Category Archives: General

Multihome

Yeah, here’s an idea.  Why can’t I set my Firefox browser to distribute my search randomly across N selected search engines?  That would let me continually test which search engine is coughing up the best results with the least offensive ads.  It would erode the monopoly power of the search engines and increase competition.  Well, why not?

Two-sided networks tend to become highly condensed, in the exaggerated case this is called “winner take all.”  One driver toward condensation is the cost for players on either side to maintain relationships with two competing networks.  You could own multiple computers, and run multiple operating systems, but by and large you don’t.  You could use multiple search engines/portals, but by and large you don’t.  The cost of coordinating two homes tends to make it unusual.

The motivation for maintaining two or more homes seem to come down to competition; but in reducing them to that we lose something.  It helps to back out what the benefits of competition are.  I won’t go into that, but terms like choice, reducing provider pricing power, a modicum of self regulation, and innovation all come to mind.

Motivations for multihoming are, presumably, the a vein that can be mined to find counter vialing forces to the natural tendency of two-sided networks to condense.  You can then draw out those players who most strongly feel the benefit to create advocates for a less condensed market structure.

Intermediaries, middlemen again, seem like one way that can happen.  The irony here is that two-sided networks are, at their heart, about reducing the cost of search out or coordination work with the population on the other sided of the network.  I.e. they reduce the cost of multihoming; and enable interoperability.  This irony is one of the reasons that powerful hub owners tend to swallow the intermediaries adjacent to them – the adjacent intermediaries are a source of competitive threat; not because they compete but because they can enable other competitors.

When Google pays the Firefox folks for premiere slot in the UI they are, of course, working around the problem.

Rich Relationship

I’ve been musing about Google’s acquisition of Double Click.

I have a friend who had a problem.

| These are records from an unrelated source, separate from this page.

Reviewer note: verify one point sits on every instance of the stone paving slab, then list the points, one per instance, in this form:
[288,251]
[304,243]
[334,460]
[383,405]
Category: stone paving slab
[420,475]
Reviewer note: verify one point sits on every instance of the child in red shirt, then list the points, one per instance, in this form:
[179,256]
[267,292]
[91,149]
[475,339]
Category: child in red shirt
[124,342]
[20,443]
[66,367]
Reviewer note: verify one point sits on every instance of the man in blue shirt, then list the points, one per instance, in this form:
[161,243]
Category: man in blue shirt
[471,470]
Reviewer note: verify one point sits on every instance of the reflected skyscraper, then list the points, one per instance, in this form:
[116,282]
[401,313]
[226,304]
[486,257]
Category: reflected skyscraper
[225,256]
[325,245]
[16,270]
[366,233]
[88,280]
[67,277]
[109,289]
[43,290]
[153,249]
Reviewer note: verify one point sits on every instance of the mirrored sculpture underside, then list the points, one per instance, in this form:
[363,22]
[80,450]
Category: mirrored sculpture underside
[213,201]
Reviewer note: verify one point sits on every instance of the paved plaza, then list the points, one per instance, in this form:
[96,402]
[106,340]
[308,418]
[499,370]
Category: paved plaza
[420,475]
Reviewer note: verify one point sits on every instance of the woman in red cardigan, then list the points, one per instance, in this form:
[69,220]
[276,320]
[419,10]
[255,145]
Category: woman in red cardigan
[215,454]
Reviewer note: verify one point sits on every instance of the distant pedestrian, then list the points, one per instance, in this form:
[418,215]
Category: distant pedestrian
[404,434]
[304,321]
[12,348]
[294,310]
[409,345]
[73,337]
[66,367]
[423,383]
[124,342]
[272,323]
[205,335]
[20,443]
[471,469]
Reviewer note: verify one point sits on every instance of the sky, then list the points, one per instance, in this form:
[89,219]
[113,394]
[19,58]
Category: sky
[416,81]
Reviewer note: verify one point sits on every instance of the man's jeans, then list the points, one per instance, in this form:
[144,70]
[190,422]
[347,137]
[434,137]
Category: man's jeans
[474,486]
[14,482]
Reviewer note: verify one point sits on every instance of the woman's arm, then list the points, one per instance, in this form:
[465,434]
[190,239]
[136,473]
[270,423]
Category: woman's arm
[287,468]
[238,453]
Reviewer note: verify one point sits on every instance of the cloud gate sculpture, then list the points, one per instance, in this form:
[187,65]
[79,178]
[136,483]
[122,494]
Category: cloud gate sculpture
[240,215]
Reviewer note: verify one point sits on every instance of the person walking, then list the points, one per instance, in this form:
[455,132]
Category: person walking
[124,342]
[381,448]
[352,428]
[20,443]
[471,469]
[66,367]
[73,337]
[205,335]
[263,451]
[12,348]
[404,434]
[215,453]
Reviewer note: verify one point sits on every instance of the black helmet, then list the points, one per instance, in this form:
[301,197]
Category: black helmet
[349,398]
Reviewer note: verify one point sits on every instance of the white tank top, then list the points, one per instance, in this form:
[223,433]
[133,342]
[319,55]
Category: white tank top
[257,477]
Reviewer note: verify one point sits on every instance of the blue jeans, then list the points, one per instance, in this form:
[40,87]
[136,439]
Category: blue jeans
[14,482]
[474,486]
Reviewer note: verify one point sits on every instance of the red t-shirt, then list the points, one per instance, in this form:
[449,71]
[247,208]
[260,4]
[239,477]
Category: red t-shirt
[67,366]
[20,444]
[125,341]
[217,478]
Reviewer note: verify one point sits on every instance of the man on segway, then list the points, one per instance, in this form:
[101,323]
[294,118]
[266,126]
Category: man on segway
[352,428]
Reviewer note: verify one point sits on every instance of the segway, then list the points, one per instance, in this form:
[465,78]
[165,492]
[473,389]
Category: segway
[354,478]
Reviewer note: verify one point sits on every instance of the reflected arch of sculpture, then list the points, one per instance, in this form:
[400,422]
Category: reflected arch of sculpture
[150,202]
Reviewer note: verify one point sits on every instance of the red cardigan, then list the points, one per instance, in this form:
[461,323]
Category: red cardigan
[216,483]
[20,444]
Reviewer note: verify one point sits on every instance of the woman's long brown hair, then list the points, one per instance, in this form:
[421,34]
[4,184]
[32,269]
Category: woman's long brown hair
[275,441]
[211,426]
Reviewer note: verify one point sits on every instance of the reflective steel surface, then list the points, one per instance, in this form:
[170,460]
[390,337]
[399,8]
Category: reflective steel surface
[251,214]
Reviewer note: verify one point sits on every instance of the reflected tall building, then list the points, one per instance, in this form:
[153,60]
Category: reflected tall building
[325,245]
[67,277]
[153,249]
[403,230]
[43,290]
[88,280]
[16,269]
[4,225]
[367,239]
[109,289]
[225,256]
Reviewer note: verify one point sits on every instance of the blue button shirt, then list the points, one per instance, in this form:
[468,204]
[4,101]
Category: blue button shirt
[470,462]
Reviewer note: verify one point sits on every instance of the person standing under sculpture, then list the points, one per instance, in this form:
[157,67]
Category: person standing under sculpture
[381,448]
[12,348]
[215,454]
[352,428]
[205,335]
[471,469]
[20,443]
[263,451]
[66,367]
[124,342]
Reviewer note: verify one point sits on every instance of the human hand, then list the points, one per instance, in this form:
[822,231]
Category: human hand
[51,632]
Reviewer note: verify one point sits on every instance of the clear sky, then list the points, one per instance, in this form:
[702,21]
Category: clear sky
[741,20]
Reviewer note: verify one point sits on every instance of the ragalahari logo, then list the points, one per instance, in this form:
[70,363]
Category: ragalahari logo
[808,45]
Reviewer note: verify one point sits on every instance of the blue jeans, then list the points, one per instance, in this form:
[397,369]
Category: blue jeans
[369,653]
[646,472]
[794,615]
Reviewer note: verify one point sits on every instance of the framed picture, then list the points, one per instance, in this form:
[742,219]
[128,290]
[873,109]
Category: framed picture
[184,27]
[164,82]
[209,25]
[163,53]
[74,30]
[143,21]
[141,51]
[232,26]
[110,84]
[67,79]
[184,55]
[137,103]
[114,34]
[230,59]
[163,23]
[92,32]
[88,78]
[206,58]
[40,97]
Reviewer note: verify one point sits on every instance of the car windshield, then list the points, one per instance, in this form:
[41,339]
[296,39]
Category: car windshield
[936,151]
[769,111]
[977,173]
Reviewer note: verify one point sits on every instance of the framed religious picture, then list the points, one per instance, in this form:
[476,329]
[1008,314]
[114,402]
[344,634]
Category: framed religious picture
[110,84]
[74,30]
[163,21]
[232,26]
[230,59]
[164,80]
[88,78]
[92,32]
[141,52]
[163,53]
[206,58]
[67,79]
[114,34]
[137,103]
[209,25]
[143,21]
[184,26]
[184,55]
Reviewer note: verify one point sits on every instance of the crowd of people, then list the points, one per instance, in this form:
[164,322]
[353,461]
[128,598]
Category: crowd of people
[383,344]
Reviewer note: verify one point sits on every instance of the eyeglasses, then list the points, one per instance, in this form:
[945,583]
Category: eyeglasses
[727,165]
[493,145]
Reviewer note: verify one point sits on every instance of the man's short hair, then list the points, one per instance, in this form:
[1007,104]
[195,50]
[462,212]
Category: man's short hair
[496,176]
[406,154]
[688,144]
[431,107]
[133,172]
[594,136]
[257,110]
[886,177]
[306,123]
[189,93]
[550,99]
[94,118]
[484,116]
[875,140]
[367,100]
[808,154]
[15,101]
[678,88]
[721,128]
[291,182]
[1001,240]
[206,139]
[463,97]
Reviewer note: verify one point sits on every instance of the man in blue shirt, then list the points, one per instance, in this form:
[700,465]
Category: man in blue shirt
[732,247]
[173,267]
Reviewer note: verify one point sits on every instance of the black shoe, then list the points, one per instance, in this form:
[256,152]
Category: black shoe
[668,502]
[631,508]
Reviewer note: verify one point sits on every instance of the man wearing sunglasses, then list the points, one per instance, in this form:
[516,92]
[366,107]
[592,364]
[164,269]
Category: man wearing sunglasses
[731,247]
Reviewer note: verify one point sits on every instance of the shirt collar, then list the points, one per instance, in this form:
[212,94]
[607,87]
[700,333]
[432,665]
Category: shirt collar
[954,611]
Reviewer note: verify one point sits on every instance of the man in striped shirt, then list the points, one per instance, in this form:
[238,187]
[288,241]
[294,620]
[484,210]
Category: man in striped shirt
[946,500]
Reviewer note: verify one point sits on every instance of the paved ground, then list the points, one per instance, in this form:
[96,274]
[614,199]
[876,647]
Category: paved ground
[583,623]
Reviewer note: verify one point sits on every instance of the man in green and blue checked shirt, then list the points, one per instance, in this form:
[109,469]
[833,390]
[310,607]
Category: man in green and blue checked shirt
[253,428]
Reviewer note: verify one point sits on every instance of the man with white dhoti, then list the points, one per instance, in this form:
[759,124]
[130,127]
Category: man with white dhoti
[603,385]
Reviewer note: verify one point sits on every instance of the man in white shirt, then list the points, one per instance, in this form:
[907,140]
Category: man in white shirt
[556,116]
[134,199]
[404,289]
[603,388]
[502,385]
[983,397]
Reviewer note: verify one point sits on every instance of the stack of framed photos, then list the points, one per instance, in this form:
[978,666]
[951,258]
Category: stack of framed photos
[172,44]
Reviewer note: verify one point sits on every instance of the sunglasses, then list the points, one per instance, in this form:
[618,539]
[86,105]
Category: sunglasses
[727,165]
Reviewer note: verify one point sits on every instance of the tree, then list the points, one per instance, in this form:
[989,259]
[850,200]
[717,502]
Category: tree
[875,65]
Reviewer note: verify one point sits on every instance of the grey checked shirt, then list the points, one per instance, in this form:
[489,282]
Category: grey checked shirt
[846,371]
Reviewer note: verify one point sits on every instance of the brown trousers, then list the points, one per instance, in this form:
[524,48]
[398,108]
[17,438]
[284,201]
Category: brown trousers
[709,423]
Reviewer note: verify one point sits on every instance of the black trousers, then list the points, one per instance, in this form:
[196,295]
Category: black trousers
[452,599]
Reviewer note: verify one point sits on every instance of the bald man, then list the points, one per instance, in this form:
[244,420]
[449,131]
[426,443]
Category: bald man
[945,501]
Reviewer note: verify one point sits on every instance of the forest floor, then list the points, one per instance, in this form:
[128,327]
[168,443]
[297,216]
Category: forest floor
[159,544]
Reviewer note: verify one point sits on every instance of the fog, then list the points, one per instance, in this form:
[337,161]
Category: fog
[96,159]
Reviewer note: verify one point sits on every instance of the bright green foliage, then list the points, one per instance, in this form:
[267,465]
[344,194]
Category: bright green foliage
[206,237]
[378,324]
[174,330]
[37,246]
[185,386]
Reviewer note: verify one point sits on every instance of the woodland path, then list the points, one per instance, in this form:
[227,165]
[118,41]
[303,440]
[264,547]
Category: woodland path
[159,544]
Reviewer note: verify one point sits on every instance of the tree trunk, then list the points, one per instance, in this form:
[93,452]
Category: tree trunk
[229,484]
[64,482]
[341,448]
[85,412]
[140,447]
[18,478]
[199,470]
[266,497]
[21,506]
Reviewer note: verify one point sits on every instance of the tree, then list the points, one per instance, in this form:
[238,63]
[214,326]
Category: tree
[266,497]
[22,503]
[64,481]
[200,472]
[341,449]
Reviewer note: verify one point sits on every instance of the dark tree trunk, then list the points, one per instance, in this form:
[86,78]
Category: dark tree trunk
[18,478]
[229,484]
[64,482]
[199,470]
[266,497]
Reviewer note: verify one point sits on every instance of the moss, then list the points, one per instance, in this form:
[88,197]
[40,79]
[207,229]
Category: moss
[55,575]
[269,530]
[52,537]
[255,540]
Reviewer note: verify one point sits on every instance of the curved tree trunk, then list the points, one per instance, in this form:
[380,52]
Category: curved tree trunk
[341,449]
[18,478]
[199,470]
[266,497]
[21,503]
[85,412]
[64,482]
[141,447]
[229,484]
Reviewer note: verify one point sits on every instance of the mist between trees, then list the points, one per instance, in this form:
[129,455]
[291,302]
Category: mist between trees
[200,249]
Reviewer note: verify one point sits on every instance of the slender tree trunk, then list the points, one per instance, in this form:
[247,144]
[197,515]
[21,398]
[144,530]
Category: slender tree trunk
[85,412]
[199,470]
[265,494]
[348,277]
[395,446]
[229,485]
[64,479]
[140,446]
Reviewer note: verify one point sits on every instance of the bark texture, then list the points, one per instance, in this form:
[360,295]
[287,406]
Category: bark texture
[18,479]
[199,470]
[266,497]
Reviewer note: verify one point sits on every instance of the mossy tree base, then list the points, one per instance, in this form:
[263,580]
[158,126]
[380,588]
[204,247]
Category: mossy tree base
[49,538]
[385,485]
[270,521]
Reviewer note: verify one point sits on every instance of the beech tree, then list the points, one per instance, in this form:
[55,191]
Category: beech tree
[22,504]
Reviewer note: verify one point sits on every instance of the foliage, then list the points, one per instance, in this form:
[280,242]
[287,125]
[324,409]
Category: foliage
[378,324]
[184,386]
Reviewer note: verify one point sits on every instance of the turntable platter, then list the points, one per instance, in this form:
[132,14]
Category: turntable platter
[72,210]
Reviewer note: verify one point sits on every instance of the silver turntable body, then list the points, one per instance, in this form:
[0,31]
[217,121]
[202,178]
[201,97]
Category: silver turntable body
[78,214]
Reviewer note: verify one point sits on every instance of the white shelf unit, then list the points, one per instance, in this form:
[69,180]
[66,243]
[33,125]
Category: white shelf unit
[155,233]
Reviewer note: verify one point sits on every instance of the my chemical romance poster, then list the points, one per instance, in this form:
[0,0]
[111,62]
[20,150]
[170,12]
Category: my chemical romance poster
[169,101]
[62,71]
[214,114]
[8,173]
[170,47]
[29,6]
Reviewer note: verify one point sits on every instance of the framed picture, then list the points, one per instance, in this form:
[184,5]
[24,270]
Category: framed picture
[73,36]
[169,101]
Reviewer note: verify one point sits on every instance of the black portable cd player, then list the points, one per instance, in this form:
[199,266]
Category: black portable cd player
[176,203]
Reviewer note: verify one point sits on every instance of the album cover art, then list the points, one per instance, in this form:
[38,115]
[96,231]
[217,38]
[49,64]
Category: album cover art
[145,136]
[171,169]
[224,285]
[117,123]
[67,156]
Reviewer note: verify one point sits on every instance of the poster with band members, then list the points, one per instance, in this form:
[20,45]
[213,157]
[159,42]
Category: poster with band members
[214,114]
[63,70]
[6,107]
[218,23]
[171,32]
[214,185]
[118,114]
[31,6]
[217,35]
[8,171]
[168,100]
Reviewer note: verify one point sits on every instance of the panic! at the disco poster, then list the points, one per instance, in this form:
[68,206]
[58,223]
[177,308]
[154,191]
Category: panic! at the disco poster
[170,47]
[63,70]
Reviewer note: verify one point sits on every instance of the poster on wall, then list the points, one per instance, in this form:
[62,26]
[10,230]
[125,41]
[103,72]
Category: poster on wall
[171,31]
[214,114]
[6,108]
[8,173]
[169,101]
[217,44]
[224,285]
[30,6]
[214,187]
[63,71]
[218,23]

When you put his name into Google the results consisted entirely of articles about a contentious event he was peripherally associated with. He spend 3 years engineering other materials on the web, including soliciting links from me and other friends, to drive that drivel off the first page of “his” results. Here’s a guy with an impressive resume of fine work; so the phrase slander comes to mine.  We are all coming to fear Google; because it can casually can destroy.

I’ve mentioned before Double Click is very likely the largest identity provider on the net. They manage that trick by avoiding the hard problem: moving the installed base. They don’t try to change the installed base of browsers. They don’t try to get the installed base of users to sign up. They adopt the gossip model for identity, they build statistical models based on gossip. They sell the gossip models to firms. Part of their payment is gossip about the users.

I hadn’t noticed before how this is similar to Google’s scheme for modeling the value of sites. In original Google they build statistical models of sites based on the link graph. (Obviously the data that web bugs collect is can improve those models).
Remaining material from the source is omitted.